Bills are piling up and sales are down since the recession hit a few years back, and online shopping has become too hard to compete with, the couple said.

"The recession hurt Yellowknife worse than it's ever hurt Yellowknife before," Nancy said. "When it hit, it hit us big time."

"When you have $150,000 on your Visa, it's not easy to catch up," Dan added.

The couple ran Headgear for the past 12 years, first in Centre Square Mall and then, for almost the past four years, at the Danarey building, which also houses the Legion. Danarey stands for "Dan and Nancy retirement yes," Dan said.

It was the name of the former catering business they operated in the basement of the approximately 3,550 square-metre building downtown on Franklin Avenue, which they bought when they moved Headgear.

"I think the 'retirement yes' is done," Dan said.

The Business Development Bank of Canada takes over the Danarey building on Friday, he said.

Headgear, which sold youth-oriented clothing and skate-ware, such as baseball caps and contemporary styles of poorboy and pork-pie hats, did healthy business up until a couple of years ago, the couple said.

Five years ago, the business took in about $1 million, Dan said. In 2010, that sum dipped to a little more than $700,000, then $500,000 in 2011, and $400,000 in 2012.

"It went down $600,000 in four years and we had more clothing and better brands," Dan said. "It went down every year. Last year was a disaster. We couldn't get any more supplies because we were starting to fall behind."

Dan began selling secondhand items when he opened Dan's Place in the basement a year and a half ago. Last year, the secondhand wares began spilling upstairs into Headgear.

"Online shopping put an end to Headgear, so I turned to secondhand," he said.

Dan had previously operated a new and used sporting goods store, Sports Traders, for many years and so had experience in the business.

Dan's Place is still packed with appliances, furniture, watches, electronics, art, children's and adult skates, television sets and thousands of DVDs, video games and music CDs, among many other used products.

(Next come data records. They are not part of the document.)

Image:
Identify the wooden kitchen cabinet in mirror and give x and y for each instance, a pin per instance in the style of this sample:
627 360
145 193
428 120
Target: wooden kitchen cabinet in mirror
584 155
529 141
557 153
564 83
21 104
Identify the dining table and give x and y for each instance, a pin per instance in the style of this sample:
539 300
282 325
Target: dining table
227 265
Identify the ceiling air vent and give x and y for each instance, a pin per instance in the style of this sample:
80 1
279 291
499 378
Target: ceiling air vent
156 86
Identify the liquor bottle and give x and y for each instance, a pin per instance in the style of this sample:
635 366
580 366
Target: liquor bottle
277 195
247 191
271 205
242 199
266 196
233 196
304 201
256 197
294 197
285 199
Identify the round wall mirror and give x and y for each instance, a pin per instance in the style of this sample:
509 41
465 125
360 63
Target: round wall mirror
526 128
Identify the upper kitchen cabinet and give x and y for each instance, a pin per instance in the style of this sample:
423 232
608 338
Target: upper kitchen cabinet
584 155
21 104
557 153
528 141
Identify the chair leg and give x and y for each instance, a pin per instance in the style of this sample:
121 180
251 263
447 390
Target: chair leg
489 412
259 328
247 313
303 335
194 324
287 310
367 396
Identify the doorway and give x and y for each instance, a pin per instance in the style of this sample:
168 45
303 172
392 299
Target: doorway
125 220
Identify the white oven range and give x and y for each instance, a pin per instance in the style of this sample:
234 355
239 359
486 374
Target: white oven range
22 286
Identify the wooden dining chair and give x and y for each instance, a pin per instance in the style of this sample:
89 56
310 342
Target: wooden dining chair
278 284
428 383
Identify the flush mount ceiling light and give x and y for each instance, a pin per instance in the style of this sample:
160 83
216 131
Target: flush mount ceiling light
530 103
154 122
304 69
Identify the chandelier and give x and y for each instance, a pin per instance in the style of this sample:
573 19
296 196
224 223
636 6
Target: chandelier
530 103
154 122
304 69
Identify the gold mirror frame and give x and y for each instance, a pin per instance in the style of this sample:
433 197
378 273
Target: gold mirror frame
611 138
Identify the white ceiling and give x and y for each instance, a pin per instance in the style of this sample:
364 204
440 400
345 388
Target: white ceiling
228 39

"I like it," he said. "It's something I've enjoyed."

Dan plans to sell as much of his stock as he can this month. After that, he will find storage to move the rest.

He may revisit the idea of opening a secondhand store in the future, he said. If not, he has journeyman's licences in a few trades and almost two decades of experience as a Yellowknife car salesman to fall back on.

His past Yellowknife businesses, dating back to 1979, have also included a heavy equipment repair shop, a Shell gas station, and several concession stand contracts with the city.

Nancy has been a longtime volunteer at the Legion, helping to pull it from the brink of collapse to where it is today. She plans to continue volunteering for the organization.

Both partners have kept their smiles and cheery dispositions in the last month of their business.

"We're done this time around," Nancy said. "But, we won't be dead."

"We're not done," Dan said. "We'll think of something."

Headgear employed two full-time staff until 2012 and one full-time staff until 2013.